IL VALORE POLITICO DELLE BICI
Incremento delle presenze turistiche veicolato dalle compagnie aeree a basso prezzo, crisi del mercato degli affitti rivolti agli studenti, proliferazione in centro di locali per bere e mangiare: di fronte alle forme più appariscenti della mutazione di Bologna in città globale si ha proprio l’impressione che il governo locale sia costretto a giocare sulla difensiva, di semplice rimessa. In qualche misura è inevitabile, nel senso che accade a Bologna e per Bologna quel che accade oggi a tutte le altre città del mondo. Ma accade in forma diversa, e proprio nella comprensione di tale diversità si gioca, oggi, la possibilità che la nostra città conservi in futuro il proprio carattere petroniano, la propria distintiva individualità.
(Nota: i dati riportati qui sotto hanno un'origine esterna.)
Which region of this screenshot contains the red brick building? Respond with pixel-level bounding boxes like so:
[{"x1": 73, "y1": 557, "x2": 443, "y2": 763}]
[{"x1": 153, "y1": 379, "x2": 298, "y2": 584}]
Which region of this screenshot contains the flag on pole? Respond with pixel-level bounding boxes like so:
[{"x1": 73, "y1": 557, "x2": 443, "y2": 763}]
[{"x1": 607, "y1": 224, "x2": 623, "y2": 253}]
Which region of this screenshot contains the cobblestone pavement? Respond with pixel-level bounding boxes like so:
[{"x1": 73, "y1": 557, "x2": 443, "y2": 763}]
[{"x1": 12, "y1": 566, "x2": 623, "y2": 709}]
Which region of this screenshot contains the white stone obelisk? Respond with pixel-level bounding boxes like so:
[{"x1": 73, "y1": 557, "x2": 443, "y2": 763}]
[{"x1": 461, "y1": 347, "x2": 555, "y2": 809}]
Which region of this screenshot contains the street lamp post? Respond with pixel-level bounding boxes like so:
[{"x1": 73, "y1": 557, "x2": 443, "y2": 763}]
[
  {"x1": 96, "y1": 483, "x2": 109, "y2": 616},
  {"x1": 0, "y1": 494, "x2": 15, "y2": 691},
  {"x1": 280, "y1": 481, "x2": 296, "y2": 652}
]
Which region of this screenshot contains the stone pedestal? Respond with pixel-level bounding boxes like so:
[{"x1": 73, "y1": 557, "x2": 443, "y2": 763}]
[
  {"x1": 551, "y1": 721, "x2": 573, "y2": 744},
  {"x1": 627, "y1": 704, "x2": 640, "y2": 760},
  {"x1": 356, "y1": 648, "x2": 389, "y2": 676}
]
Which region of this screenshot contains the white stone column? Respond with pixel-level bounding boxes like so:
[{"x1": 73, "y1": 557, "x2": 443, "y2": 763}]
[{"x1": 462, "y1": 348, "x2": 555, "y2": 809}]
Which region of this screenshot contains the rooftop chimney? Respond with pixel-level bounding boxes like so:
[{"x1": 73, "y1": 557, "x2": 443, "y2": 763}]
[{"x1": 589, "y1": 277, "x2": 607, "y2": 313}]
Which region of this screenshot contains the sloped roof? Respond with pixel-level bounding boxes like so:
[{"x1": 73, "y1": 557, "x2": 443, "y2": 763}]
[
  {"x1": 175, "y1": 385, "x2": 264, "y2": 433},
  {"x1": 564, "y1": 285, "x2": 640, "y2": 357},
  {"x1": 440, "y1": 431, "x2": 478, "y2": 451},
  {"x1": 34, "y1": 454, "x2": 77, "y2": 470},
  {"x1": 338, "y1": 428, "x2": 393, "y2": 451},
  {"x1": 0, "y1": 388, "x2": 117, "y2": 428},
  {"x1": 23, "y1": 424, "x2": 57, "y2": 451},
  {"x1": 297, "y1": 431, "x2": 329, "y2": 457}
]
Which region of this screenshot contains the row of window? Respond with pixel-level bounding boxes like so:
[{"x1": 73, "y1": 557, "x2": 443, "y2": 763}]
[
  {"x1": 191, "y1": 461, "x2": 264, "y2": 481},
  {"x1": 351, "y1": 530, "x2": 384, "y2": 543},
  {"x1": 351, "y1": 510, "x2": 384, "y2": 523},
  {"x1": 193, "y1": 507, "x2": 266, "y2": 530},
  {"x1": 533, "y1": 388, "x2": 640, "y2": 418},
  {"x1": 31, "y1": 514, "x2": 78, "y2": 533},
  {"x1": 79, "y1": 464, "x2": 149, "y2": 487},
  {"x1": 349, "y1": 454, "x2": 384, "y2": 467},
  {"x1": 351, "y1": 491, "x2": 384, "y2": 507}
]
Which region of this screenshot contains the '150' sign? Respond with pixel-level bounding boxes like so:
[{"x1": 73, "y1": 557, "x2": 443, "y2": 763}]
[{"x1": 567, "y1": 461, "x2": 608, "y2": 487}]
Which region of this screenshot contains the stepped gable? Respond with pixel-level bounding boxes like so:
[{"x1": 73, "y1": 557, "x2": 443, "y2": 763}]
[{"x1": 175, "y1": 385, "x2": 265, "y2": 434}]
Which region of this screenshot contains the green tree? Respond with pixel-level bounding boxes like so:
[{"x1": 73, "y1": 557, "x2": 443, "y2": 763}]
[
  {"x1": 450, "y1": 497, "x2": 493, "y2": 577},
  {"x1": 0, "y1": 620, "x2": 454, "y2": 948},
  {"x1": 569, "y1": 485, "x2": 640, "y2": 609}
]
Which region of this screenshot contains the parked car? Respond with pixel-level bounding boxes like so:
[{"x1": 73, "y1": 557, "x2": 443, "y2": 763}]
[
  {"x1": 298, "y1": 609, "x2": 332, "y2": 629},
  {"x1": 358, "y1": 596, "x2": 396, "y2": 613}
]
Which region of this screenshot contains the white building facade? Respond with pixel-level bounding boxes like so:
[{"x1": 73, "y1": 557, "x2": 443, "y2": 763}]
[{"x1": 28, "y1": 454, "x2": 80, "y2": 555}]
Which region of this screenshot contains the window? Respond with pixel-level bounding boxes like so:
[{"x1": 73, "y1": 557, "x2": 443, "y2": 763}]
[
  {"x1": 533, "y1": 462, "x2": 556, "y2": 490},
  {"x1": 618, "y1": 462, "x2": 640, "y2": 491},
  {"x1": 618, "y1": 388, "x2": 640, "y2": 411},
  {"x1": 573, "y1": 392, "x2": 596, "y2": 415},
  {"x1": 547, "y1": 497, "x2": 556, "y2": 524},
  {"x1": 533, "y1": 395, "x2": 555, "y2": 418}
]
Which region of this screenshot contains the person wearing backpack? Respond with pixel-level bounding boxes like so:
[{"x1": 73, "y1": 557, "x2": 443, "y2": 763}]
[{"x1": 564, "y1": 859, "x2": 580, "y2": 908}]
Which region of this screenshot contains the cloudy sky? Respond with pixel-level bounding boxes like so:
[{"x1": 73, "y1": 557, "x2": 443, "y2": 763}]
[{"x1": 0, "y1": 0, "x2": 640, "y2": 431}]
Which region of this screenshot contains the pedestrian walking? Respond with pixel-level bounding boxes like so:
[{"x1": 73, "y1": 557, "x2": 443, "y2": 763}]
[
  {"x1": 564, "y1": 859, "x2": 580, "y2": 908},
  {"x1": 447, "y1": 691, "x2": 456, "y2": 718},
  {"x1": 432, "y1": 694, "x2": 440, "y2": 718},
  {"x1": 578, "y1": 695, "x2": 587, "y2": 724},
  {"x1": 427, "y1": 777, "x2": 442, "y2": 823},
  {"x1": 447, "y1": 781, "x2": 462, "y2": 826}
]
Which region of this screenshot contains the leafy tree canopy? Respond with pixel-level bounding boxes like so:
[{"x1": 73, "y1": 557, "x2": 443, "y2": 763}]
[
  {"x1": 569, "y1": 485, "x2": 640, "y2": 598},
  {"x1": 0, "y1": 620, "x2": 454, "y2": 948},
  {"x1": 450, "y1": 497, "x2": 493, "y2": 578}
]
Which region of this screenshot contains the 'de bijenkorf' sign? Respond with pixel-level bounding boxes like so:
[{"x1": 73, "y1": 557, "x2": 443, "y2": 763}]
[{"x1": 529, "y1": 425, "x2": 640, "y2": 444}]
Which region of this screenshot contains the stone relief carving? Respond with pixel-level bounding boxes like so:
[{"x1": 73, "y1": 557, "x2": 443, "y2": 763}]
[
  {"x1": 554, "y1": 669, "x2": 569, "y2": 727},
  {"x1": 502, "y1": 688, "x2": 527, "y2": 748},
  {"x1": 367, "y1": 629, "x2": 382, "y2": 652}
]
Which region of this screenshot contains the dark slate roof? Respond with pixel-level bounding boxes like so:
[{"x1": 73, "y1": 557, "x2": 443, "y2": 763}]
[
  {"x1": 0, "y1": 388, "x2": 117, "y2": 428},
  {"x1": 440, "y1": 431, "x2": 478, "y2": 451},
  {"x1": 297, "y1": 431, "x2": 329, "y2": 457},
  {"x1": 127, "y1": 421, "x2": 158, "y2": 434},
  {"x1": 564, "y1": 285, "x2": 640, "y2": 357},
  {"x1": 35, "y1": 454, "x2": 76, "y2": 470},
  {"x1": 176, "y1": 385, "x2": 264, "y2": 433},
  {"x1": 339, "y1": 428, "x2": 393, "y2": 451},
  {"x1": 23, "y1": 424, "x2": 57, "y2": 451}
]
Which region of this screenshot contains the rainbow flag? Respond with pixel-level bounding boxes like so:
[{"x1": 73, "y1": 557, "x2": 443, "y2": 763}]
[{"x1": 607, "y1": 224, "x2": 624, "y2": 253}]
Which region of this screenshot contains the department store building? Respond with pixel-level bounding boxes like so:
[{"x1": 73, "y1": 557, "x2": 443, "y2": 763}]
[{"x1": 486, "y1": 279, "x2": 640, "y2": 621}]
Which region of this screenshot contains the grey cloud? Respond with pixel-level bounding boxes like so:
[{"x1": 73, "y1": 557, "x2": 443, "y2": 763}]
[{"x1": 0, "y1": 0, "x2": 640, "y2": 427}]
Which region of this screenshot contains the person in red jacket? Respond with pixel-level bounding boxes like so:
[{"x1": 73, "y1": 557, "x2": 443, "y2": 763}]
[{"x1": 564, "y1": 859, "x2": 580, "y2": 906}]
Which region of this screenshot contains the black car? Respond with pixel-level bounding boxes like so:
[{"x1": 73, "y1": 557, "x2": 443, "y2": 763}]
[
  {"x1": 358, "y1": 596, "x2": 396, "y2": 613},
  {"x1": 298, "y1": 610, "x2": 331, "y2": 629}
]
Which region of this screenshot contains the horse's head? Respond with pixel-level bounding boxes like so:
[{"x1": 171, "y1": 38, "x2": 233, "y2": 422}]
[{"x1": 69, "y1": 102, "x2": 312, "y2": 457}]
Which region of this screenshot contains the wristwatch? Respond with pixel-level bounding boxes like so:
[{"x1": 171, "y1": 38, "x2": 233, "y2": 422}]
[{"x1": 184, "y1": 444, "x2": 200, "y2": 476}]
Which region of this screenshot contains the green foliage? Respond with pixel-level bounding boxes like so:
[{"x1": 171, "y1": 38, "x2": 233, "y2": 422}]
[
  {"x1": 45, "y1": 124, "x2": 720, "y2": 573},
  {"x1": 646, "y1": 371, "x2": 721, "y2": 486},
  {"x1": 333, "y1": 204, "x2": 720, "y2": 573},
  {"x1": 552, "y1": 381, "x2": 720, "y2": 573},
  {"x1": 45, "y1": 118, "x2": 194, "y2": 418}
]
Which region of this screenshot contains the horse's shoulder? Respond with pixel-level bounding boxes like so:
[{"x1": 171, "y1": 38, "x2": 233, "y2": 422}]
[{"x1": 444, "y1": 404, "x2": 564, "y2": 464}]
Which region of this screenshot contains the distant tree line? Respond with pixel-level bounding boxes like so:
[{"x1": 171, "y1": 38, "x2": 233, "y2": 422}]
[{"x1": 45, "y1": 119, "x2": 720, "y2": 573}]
Cioè la risorsa più preziosa all’interno del mondo globalizzato.
Al riguardo, piuttosto che continuare a contare il numero dei graffiti sui muri o quello dei tavolini sotto i portici sarà bene osservare con più attenzione il destino delle piccole bici arancione che da quest’estate sciamano «con entusiasmo» per le nostre strade e non solo, raccogliendo in tal modo l’invito del Comune e dei proprietari cinesi della Mobike, la piattaforma di velocipedi più grande e tecnologicamente avanzata che esiste. La ragione di tale interesse è semplice: proprio a queste biciclette è affidato il compito di avviare, in maniera evidente, il processo di conversione dell’organismo urbano bolognese in un aggregato “smart”.
Detto in altre parole: come oggi usa dire, gestito cioè in base alla logica computazionale degli algoritmi su cui si fonda appunto il funzionamento globale del mondo. E d’altra parte un algoritmo è, proprio come quello di una bici, nient’altro che un percorso, di cui si conosce in anticipo il punto d’arrivo. La grande differenza consiste nel fatto che i percorsi in bicicletta sono materiali, cioè visibili, e di norma decisi dal ciclisti stessi. Gli algoritmi sono invece immateriali cioè invisibili, dunque fuori dal potere decisionale di chi agisce, che può soltanto subirli. Il vero ruolo delle intelligentissime biciclettine arancio e argento ( in realtà computer travestiti da biciclette) è quello di trasformare i concreti percorsi in algoritmi. Perciò esse svolgono un lavoro politico fondamentale e decisivo, tanto più strategico proprio in quanto inavvertito. E illustrano a meraviglia quel che deve davvero intendersi per intelligenza dal punto di vista delle forze globalizzanti: la cattura di funzioni vitali localmente radicate, come in questo caso l’andare in bici, per trasformarle in dati da immettere in un sistema operativo planetario del tutto opaco sotto il profilo del controllo. Pedalando e ancor prima pagando per pedalare, sono gli stessi ciclisti a produrre le informazioni funzionali al potenziale esproprio dei propri diritti decisionali, alla possibile messa in discussione, all’orizzonte, del proprio statuto di cittadino. È come all’Ikea, dove già chi acquista paga per lavorare, una volta tornato a casa. Ma almeno lo si sa, e il prodotto del proprio lavoro resta in tal caso a disposizione del lavoratore. Si spiega in tal modo la tendenza, rilevata di recente non solo a Bologna a parcheggiare le Mobike non già negli appositi stalli ma nel cortile o nel garage della propria abitazione, privatizzandone in tal modo la disponibilità. E ciò anche a segno dell’intenzione di domesticazione del mezzo, della sua inclusione nell’ambito della sfera della vita quotidiana. In altre città europee, come a Parigi ad esempio, la reazione in passato è stata diversa, e cumuli di cicli intelligenti, distorti e resi inservibili, costellano non di rado gli incroci delle strade. Il segnale che arriva dalla nostra città è invece diverso, ambiguo senza essere violento. Esso si situa proprio sulla soglia tra il comportamento della vecchia cittadinanza e della nuova, quella soglia da cui chi governa Bologna farebbe bene a non allontanarsi mai.